The Swedish Section of the International Association for Philosophy of Law and Social Philosophy
Christian Dahlman is Professor of jurisprudence at Lund University where he researches legal evidence assessment, argumentation and decision making. He received a LL.D. from the same university in 2000 after having successfully defended his dissertation Konkurrerande culpateorier [Competing Theories of Negligence] on the three definitions of ‘negligence’ in tort law, how they are applied and how conflicts between them can be resolved. He is the former President of the Swedish section of IVR.
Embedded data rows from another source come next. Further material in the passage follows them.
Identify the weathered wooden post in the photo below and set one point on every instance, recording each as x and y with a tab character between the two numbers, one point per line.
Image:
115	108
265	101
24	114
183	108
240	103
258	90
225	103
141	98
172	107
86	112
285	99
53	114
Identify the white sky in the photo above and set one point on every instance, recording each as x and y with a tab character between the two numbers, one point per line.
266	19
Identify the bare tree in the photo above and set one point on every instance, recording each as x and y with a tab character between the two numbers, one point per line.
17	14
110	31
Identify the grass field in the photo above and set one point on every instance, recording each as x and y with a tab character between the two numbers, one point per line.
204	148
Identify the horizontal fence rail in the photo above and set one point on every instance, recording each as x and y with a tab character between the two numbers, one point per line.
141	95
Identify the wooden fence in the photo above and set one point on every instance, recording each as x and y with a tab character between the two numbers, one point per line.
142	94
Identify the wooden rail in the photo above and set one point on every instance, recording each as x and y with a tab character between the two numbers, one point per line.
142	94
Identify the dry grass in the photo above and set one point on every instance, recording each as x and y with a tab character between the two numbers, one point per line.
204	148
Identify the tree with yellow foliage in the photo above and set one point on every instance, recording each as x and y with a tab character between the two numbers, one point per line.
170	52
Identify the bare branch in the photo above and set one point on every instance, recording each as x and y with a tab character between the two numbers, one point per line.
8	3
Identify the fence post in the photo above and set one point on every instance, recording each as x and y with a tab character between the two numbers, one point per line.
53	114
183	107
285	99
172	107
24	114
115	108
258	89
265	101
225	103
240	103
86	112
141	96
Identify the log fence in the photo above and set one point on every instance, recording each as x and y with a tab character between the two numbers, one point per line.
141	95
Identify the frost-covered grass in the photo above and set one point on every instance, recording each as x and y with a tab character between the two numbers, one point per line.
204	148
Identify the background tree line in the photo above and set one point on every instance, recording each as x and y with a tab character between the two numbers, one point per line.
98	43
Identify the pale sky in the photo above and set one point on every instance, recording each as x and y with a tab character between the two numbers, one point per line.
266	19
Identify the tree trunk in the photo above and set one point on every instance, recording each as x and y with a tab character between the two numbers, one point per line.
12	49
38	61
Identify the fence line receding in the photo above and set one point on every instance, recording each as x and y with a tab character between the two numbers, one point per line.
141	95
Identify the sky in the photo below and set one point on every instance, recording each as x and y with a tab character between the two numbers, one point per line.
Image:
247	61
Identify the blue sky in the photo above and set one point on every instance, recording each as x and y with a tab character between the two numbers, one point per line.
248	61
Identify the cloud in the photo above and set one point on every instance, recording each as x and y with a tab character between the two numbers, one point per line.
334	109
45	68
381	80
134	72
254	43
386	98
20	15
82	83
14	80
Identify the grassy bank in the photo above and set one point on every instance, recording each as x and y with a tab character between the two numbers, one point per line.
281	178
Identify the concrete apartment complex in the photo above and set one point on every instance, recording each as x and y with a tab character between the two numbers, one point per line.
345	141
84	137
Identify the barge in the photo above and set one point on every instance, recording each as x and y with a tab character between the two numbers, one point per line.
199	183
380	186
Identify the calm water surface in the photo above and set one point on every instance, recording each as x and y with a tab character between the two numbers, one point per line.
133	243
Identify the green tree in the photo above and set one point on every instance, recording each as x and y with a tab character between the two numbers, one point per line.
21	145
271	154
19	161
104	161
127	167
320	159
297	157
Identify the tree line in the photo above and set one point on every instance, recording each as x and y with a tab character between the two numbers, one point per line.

At Lund University Dahlman heads the cross disciplinary research group Law, Evidence and Cognition (LEVIC). LEVIC is a collaboration between the Faculty of Law, the Department of Philosophy and the Department of Psychology, and the group investigates how different kinds of evidence are assessed in the courts. His latest publications include the articles “The Felony Fallacy” (Law, Probability and Risk, 2015), “Prototype Effect and the Persuasiveness of Generalizations” (Review of Philosophy and Psychology, 2015, co-authored), “Robust Trust in Expert Testimony” (Humana.Mente, 2015, co-authored), “Om oacceptabla generaliseringar i bevisvärdering” [“On Unacceptable Generalizations in Evidence Assessment”] (Tidsskrift for Rettsvitenskap, to be published in 2015) and the anthology Argument Types and Fallacies in Legal Argumentation (Springer, 2015, co-edited).